SEOUL (BLOOMBERG) - General Joseph Dunford, chairman of the US Joint Chiefs of Staff, will meet with President Moon Jae In in Seoul on Monday (Aug 14) amid escalating tensions over North Korea's nuclear programme, according to an official with South Korea's Blue House.
The chairman of Korea's Joint Chiefs of Staff, the deputy commander of ROK-US Combined Forces Command and the head of Korea's national security council will also attend, said the official, who asked not to be identified.
Dunford, whose trip includes stops in Japan and China, arrived in Seoul on Sunday, the official said.
The visit to the region by President Donald Trump's top military adviser underlines heightened tensions after a week in which North Korea's Kim Jong Un and the US leader exchanged threats.
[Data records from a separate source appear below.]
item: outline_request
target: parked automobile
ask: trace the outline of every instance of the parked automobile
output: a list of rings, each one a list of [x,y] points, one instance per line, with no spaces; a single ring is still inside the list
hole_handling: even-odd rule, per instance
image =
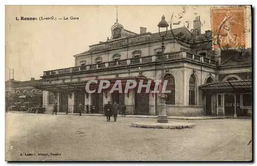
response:
[[[21,104],[21,111],[26,112],[28,109],[32,107],[32,103],[31,102],[23,102]]]
[[[45,108],[41,107],[30,107],[27,109],[28,113],[44,114],[45,112]]]

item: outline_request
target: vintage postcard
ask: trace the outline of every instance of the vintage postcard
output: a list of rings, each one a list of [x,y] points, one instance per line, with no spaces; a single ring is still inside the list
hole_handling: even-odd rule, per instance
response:
[[[6,156],[252,160],[250,6],[6,6]]]

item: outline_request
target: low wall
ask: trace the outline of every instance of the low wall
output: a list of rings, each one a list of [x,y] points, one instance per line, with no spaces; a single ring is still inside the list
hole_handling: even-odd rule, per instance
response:
[[[202,105],[175,106],[166,105],[167,116],[195,116],[204,115],[204,107]]]

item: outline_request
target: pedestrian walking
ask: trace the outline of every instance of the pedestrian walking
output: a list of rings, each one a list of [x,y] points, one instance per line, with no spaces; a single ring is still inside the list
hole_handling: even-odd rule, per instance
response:
[[[53,105],[53,110],[52,112],[52,115],[56,113],[56,115],[57,115],[57,103],[55,103]]]
[[[79,113],[80,113],[80,116],[81,116],[81,112],[82,111],[82,103],[79,103],[78,106],[78,109],[79,109]]]
[[[107,122],[110,121],[111,117],[112,116],[112,105],[110,103],[111,102],[108,101],[108,103],[104,106],[104,114],[106,116],[106,120]]]
[[[95,105],[92,106],[92,110],[91,111],[91,114],[94,114],[95,113],[95,110],[96,109],[96,107],[95,107]]]
[[[126,116],[126,106],[124,104],[122,104],[122,106],[121,106],[121,110],[122,112],[121,115]]]
[[[88,104],[86,104],[86,113],[88,114],[89,111],[89,107],[88,106]]]
[[[113,114],[114,115],[114,121],[116,122],[117,121],[117,117],[118,116],[118,113],[119,113],[119,106],[116,101],[114,102],[113,104]]]

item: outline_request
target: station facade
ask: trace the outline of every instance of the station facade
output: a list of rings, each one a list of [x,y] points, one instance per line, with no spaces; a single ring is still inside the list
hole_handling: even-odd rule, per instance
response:
[[[164,40],[164,77],[168,80],[167,89],[171,90],[166,94],[167,115],[249,115],[251,49],[213,50],[212,32],[200,33],[199,16],[194,23],[198,33],[183,26],[169,30]],[[104,104],[115,100],[126,106],[127,115],[158,115],[158,94],[137,93],[136,89],[126,94],[85,90],[91,80],[161,80],[161,38],[158,33],[147,32],[145,28],[139,29],[138,33],[131,32],[117,20],[111,27],[110,39],[74,56],[74,67],[44,71],[40,83],[34,86],[43,90],[43,106],[57,102],[59,112],[71,113],[78,112],[82,103],[84,113],[101,113]],[[237,80],[241,86],[230,83],[224,85],[226,90],[215,85]]]

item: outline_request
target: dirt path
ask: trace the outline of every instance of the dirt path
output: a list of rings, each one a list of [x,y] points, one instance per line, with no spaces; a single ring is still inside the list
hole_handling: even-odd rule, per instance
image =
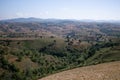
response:
[[[67,70],[39,80],[120,80],[120,61]]]

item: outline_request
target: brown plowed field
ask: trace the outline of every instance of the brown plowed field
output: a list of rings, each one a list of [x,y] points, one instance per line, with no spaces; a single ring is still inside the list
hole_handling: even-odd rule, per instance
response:
[[[120,61],[75,68],[39,80],[120,80]]]

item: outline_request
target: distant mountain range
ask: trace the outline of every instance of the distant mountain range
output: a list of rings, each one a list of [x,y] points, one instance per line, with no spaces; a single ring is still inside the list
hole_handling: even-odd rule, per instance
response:
[[[0,22],[61,22],[61,21],[76,21],[76,22],[110,22],[110,23],[120,23],[120,20],[75,20],[75,19],[41,19],[41,18],[14,18],[14,19],[6,19],[0,20]]]

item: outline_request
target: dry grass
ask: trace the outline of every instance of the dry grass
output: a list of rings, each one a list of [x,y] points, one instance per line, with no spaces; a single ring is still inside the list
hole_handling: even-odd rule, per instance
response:
[[[63,71],[39,80],[120,80],[120,61]]]

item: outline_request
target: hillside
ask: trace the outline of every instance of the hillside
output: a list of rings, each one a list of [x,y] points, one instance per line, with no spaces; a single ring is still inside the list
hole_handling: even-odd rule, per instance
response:
[[[39,80],[120,80],[120,61],[67,70]]]

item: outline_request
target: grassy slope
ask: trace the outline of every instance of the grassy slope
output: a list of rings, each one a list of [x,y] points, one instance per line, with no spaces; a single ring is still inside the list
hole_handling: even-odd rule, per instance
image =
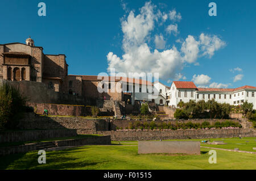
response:
[[[256,169],[256,155],[217,151],[209,164],[208,149],[200,155],[137,154],[137,146],[84,146],[47,151],[46,164],[38,163],[37,151],[0,157],[1,169]]]
[[[226,145],[209,145],[209,144],[201,144],[201,146],[207,146],[211,148],[223,148],[226,149],[232,149],[233,150],[236,148],[239,148],[240,150],[243,151],[254,151],[256,152],[256,150],[254,150],[253,148],[256,148],[256,137],[245,137],[242,138],[242,139],[240,139],[239,138],[210,138],[210,139],[191,139],[191,140],[172,140],[172,141],[177,140],[177,141],[201,141],[202,140],[210,140],[210,142],[213,142],[213,141],[221,141],[227,143]],[[249,142],[246,142],[249,141]],[[112,144],[119,144],[120,142],[121,145],[138,145],[137,141],[112,141]]]

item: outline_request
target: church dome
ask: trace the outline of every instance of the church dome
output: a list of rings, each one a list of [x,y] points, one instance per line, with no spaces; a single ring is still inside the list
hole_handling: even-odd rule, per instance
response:
[[[26,44],[28,45],[34,47],[35,44],[34,43],[33,39],[32,39],[30,37],[26,40]]]

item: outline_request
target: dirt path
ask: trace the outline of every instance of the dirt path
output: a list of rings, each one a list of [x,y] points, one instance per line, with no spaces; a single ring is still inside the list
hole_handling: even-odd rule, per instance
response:
[[[239,152],[239,153],[250,153],[250,154],[256,154],[256,152],[253,151],[242,151],[242,150],[230,150],[230,149],[225,149],[223,148],[212,148],[212,147],[207,147],[207,146],[200,146],[201,148],[209,148],[213,150],[220,150],[228,151],[234,151],[234,152]]]

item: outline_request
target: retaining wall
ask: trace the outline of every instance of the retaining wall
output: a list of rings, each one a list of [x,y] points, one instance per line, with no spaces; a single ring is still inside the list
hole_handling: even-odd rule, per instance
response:
[[[0,132],[0,143],[35,141],[77,136],[76,129],[48,129]]]
[[[256,131],[251,129],[168,130],[168,131],[98,131],[97,134],[110,135],[112,141],[143,141],[174,139],[195,139],[256,137]]]
[[[86,145],[110,145],[110,136],[95,136],[81,139],[67,140],[56,141],[44,142],[43,144],[52,143],[56,147],[82,146]],[[0,155],[5,155],[11,154],[26,153],[28,151],[39,150],[37,146],[42,143],[30,144],[25,145],[9,146],[0,148]]]

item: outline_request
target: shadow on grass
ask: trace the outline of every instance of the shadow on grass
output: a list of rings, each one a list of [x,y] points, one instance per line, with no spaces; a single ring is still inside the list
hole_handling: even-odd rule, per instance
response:
[[[46,164],[39,164],[38,151],[0,157],[0,170],[5,169],[73,169],[93,166],[100,162],[81,161],[82,158],[71,156],[86,151],[86,146],[59,151],[46,151]]]

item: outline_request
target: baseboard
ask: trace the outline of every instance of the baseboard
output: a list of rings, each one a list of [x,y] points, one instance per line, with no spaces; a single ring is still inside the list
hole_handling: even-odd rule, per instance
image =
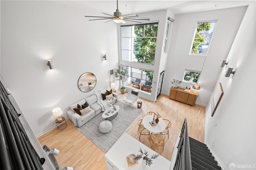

China's President Xi Jinping told Trump in a phone call that all sides should maintain restraint and avoid inflammatory comments.
The Trump-Xi phone call came as Japan set up a missile-defense system in western areas of the country, following a threat by North Korea to fire missiles over Japan toward the US territory of Guam. The deployment of four Patriot interceptors was expected to be completed Saturday, a spokesman for Japan's Ministry of Defense said by phone. He asked not to be named.
Trump said in a tweet Friday that US military options were "locked and loaded" if North Korean leader Kim Jong Un acted unwisely.
Main Benefactor China is North Korea's main benefactor, providing most of its food and fuel. Beijing is reluctant to put so much pressure on the regime that it risks collapse. While North Korea is testing the patience of its longtime benefactor, such a scenario could lead to a unified Korea and push US troops right up to China's border.
China agreed to harsh United Nations sanctions earlier this month even while calling on all sides to take a step back and negotiate a solution. Formal talks on North Korea's nuclear programme collapsed in 2009, and Kim has accelerated his efforts to obtain the ability to strike the US with a nuclear weapon.
Dunford said last month that it was "unimaginable" to allow North Korea to develop the capability to strike a US city with a nuclear weapon. South Carolina Senator Lindsey Graham, a Republican, told NBC News that Trump told him that "if thousands die, they're going to die over there".
The White House said that Trump and Xi agreed during their call that North Korea must stop provocative behaviour, reiterating their mutual commitment to rid the Korean peninsula of nuclear weapons.
It also said that Trump looked forward to visiting China later this year, calling the relationship between the two leaders "extremely close".
The warm words exchanged between Xi and Trump Friday night in the US masked underlying tensions between Beijing and Washington over how to deal with the errant regime in Pyongyang.
Trump has often used sharp words to argue that China isn't doing enough to rein in North Korea, and has threatened punitive measures on trade if Xi fails to act.
The European Union's Political and Security Committee will meet Monday in an extraordinary session called by foreign policy chief Federica Mogherini to discuss "possible next steps" on North Korea, according to an e-mailed statement.
Military Strike Trump has stepped up warnings that Kim's regime would face a devastating military strike if it continued threatening the US.
On Friday, he said that if Kim makes any "overt threat" or strike at a US territory or ally "he will truly regret it and he will regret it fast." Trump also said the US was considering tighter sanctions against North Korea.
"Hopefully it will all work out," he told reporters in Bedminster, New Jersey. "Nobody loves a peaceful solution better than President Trump."
North Korea's state-run Korean Central News Agency accused Trump earlier of moving the Korean Peninsula "to the brink of a nuclear war."
The US hasn't taken any public steps to prepare for hostilities such as evacuating Americans from Seoul, which is within range of North Korean artillery, or moving ships, aircraft or troops into position for an imminent response.
Terence Roehrig, a national security affairs professor at the US Naval War College in Newport, Rhode Island, said Trump's posture suggested he was trying to dissuade Kim from further provocations rather than setting the stage for a US military strike.
"The president's rhetoric could be aimed at China, but largely it is aimed at North Korea, trying to deter," Roehrig said. "North Koreans are not suicidal. They may continue launching missile tests but they don't want a war, and the US doesn't want military action either. "
Jamil Jaffer, founder of the National Security Institute at George Mason University's Antonin Scalia Law School in Arlington, Virginia, said Trump's "muscular response" to North Korea was "the exact type of resolve we need to force the hand" of Pyongyang's "Chinese patrons".
Trump's "firm break with 20-plus years of failed American policy on North Korea represents the one chance we might have to forestall a massive conflict on the Korean peninsula," said Jaffer in an e-mail.
He added that China and North Korea understand that Trump "is actually prepared to use military force - credibility that prior administrations simply lacked".